To combat this, we have seen a rise in adult-driven initiatives that aim to cultivate interesting children. Although I don’t disagree with the sentiment, I do disagree with the practice. Fantastic trips and summer camps are not, in and of themselves, the problem. (Certainly, I think we have come adopt a rather distorted view of what’s important and, on some level, we’ve all heard these arguments before. Bigger is better, theater audiences want to see their money on stage, news headlines scream at us, spectacle is rampant, etc.) Rather, I take issue with the idea that many applicants try to substitute someone else’s story for their own: time and time again, I have come across students who traveled to poor villages, or did research, or spent the summer living in European hostels and they typically tell me the same story. These students tell me the central narrative of what they were supposed to have learned or experienced on these adventures and, sometimes, force themselves to have those experiences whether they are genuine or not. Without realizing it, many of subscribed to the notion that there is a typical experience one is supposed to have in the Costa Rican jungles and they recount this like it was the most magical awakening. And, to be fair, it might have been, but I would argue that the shift in perspective is only part of it–everyone goes through an awakening at some point in his or her life–what I want from students is to understand what this change wrought in them. How did you learn something that forever changed the way that you saw the world, such that you couldn’t ever go back?
Or we extol the virtues of Boredom as a provider of quiet spaces free from stimulation, forgetting that, with the incredible, restless youth have also managed to enact incredible amounts of destruction. The practices of contemplation, introspection, and awareness can result from boredom but we are mistaken if we consider boredom to be a prerequisite.

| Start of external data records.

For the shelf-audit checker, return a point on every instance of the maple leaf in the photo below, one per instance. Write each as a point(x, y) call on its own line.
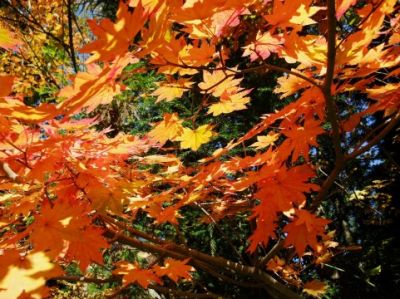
point(218, 82)
point(6, 83)
point(132, 273)
point(264, 45)
point(342, 6)
point(7, 41)
point(16, 108)
point(88, 247)
point(57, 225)
point(174, 269)
point(172, 89)
point(277, 190)
point(284, 12)
point(26, 273)
point(230, 101)
point(216, 25)
point(300, 139)
point(289, 85)
point(193, 139)
point(265, 141)
point(115, 38)
point(315, 288)
point(170, 128)
point(92, 88)
point(303, 231)
point(303, 14)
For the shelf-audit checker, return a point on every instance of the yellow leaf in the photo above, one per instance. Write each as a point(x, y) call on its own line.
point(218, 82)
point(195, 138)
point(230, 103)
point(264, 141)
point(167, 129)
point(171, 90)
point(315, 288)
point(28, 275)
point(7, 41)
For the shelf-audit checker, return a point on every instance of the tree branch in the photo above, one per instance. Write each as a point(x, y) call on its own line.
point(70, 36)
point(179, 252)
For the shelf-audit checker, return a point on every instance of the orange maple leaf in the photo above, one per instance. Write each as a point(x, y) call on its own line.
point(6, 83)
point(57, 225)
point(342, 6)
point(303, 231)
point(315, 288)
point(264, 45)
point(115, 38)
point(170, 128)
point(172, 89)
point(300, 138)
point(25, 274)
point(7, 41)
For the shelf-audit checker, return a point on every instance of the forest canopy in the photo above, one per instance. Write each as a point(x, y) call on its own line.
point(199, 149)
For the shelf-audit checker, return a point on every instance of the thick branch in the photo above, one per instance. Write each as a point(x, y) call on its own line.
point(391, 125)
point(71, 36)
point(330, 70)
point(179, 252)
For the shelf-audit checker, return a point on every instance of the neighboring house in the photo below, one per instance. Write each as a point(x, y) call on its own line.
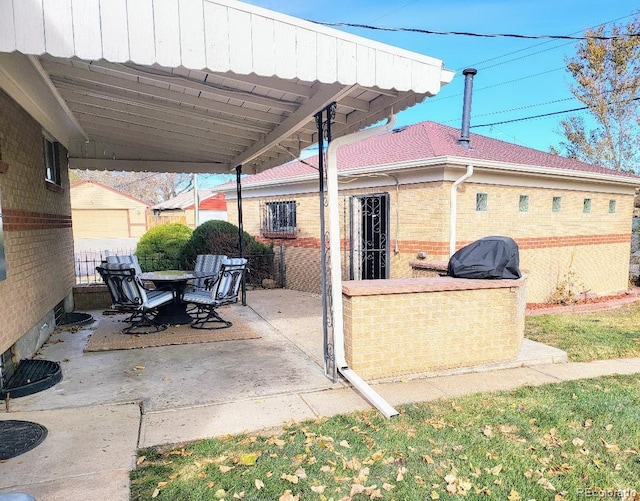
point(571, 220)
point(99, 211)
point(181, 209)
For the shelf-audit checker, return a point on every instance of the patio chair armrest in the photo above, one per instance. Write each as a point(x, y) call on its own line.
point(209, 282)
point(167, 288)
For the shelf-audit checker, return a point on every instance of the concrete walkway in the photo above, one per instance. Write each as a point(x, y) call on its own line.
point(107, 406)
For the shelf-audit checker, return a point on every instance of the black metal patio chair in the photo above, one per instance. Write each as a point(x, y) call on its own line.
point(224, 291)
point(128, 295)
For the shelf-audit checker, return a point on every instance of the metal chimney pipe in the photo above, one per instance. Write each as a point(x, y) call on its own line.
point(466, 107)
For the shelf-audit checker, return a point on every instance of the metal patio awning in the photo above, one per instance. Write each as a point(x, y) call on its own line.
point(196, 85)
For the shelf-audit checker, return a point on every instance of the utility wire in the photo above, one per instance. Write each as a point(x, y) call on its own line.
point(538, 116)
point(483, 35)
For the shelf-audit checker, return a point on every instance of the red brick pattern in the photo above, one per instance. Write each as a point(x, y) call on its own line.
point(15, 220)
point(38, 238)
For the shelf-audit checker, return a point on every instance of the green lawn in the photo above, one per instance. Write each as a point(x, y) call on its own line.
point(558, 441)
point(590, 336)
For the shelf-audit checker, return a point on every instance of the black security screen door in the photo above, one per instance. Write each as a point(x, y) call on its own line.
point(369, 242)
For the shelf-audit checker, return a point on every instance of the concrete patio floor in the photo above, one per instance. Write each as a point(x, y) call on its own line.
point(104, 409)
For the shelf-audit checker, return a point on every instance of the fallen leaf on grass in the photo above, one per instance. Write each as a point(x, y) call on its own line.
point(248, 459)
point(290, 478)
point(287, 496)
point(610, 447)
point(514, 495)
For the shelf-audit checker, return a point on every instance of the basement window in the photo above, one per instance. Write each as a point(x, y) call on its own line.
point(482, 202)
point(278, 219)
point(52, 161)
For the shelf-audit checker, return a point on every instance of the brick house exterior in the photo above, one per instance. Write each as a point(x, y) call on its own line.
point(571, 221)
point(38, 238)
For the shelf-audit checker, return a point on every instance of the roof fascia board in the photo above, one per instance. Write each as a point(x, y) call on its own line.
point(319, 28)
point(545, 171)
point(197, 35)
point(451, 173)
point(325, 95)
point(21, 80)
point(147, 165)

Ultimately, I think that teaching kids to cultivate a passion is not the same as demanding mastery–sure, passion may lead to mastery and I’m not trying to stifle that process–but all I really want is for a student to want to be smarter, to be braver, to be more inquisitive. Simply put, all I really want is for a student to want to be more. If this is our goal, the trips and the flashy photos and the houses built all melt away for we see that we can have–that we do have–meaningful experiences every day. We don’t need to “discover” hidden truths but we do need to reconsider what’s happening around, to, and in us. I think we need to train kids how to understand the import of their “normal” lives and, perhaps more importantly, how to translate these lessons learned into purposeful action.